The next time you knock over a salt shaker and throw a pinch of the spilled grains over your left shoulder to ward off bad luck, bear in mind that at one time they would have formed part of someone’s wages.
It’s amazing the things you learn when you least expect it. I’m getting an in-depth lecture about the world of salt, salt and pepper shakers, and salt cellars from Andrea Ludden, her son, Alex, and her daughter, Andrea, at their Museum of Salt and Pepper Shakers in Gatlinburg, Tennessee. And jolly interesting it is.
Far from being just a wacky obsession by a Belgian lady with a fetish for salt shakers, Andrea Ludden’s collection of over 40,000 pairs (half in the family museum in Gatlinburg and half in its new museum in Guadalest, in eastern Spain), started completely by chance, when Andrea bought a pepper mill at a garage sale in the mid-1980s.
It didn’t work, so she bought a couple more. “I used to stand them on the window ledge of my kitchen, and neighbors thought I was building a collection. Nothing could have been further from my mind!” They started bringing her new ones, and eventually, she says, “I had about 14,000 on shelves all over the house, even in the bedrooms.” That’s when her husband, Rolf, told her, “‘Andrea, you either find somewhere to put these things or it’s a divorce!’ So we decided to create a museum.”

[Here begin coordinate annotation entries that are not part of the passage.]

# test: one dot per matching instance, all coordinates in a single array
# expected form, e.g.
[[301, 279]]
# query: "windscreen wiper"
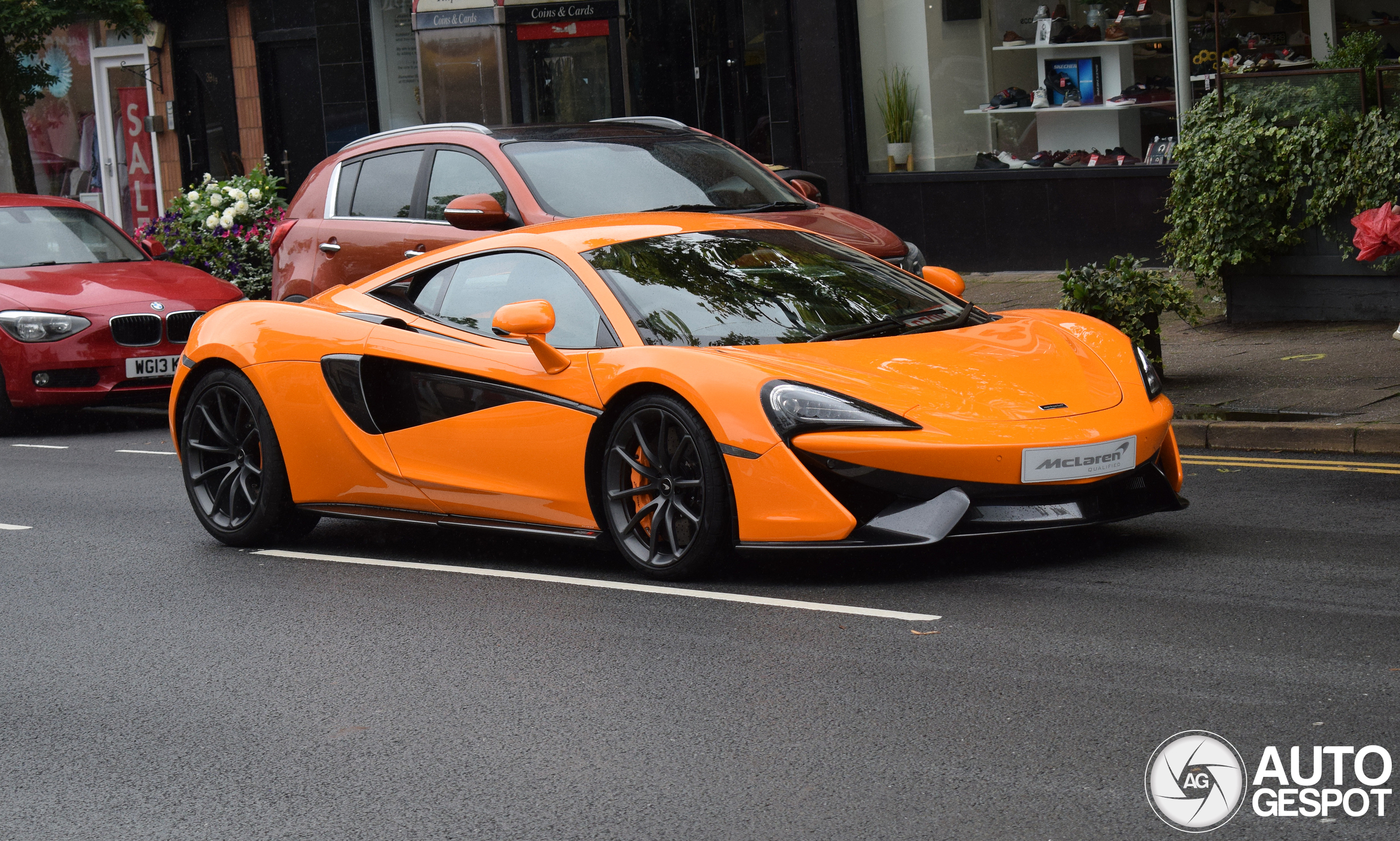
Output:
[[682, 209], [769, 208]]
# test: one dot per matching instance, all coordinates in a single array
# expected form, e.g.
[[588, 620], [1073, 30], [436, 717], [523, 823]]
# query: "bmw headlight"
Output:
[[796, 408], [913, 261], [1150, 378], [41, 327]]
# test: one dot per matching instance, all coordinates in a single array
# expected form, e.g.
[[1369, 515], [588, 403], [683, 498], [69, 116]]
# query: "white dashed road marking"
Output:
[[562, 579]]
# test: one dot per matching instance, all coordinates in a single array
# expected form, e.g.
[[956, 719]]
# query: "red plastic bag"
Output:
[[1378, 231]]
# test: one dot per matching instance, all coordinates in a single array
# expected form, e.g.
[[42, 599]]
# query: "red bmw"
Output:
[[88, 317]]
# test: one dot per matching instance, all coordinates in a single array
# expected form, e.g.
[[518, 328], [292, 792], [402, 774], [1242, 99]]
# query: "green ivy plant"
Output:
[[1253, 176], [1130, 298]]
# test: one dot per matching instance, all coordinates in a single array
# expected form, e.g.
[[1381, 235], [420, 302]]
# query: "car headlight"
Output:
[[913, 261], [41, 327], [796, 408], [1151, 380]]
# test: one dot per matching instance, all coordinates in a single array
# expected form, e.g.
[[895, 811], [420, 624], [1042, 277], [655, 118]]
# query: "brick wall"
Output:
[[244, 54]]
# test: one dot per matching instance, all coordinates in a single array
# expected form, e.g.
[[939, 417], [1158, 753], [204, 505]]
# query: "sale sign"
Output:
[[141, 170]]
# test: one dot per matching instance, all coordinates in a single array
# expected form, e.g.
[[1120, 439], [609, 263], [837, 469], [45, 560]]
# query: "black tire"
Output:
[[664, 490], [233, 466]]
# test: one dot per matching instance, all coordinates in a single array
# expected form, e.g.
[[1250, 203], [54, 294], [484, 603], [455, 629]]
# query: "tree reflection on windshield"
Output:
[[755, 288]]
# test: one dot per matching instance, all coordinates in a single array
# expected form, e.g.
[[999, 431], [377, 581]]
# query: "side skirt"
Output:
[[388, 515]]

Wander around the museum and you’ll find it hard to believe that the 20,000 pairs of shakers—fat chefs, ruby red tomatoes, guardsmen in bear skins, Santa’s feet sticking from a chimney, pistols and potatoes, a copy of the salt-and-pepper-shaker cuff links worn by Lady Diana—have any reason for being together other than as someone’s idea of being collectibles, but they do.
An archaeologist by training, Andrea spent many years working in South America, where her main interest had been in how people traveled and communicated. When she and her family moved to the United States, she couldn’t find work in her field so she turned her attention to social anthropology, studying everyday life since the early years of the 20th century as seen through her growing collection of salt and pepper shakers.
“It’s often by looking at the apparently more mundane articles in everyday life that you can build up a broad picture of a specific period,” Andrea says. “There’s almost nothing you can imagine that hasn’t been copied as a salt and pepper shaker, and many of them reflect the designs, the colors and the preoccupations of the period.”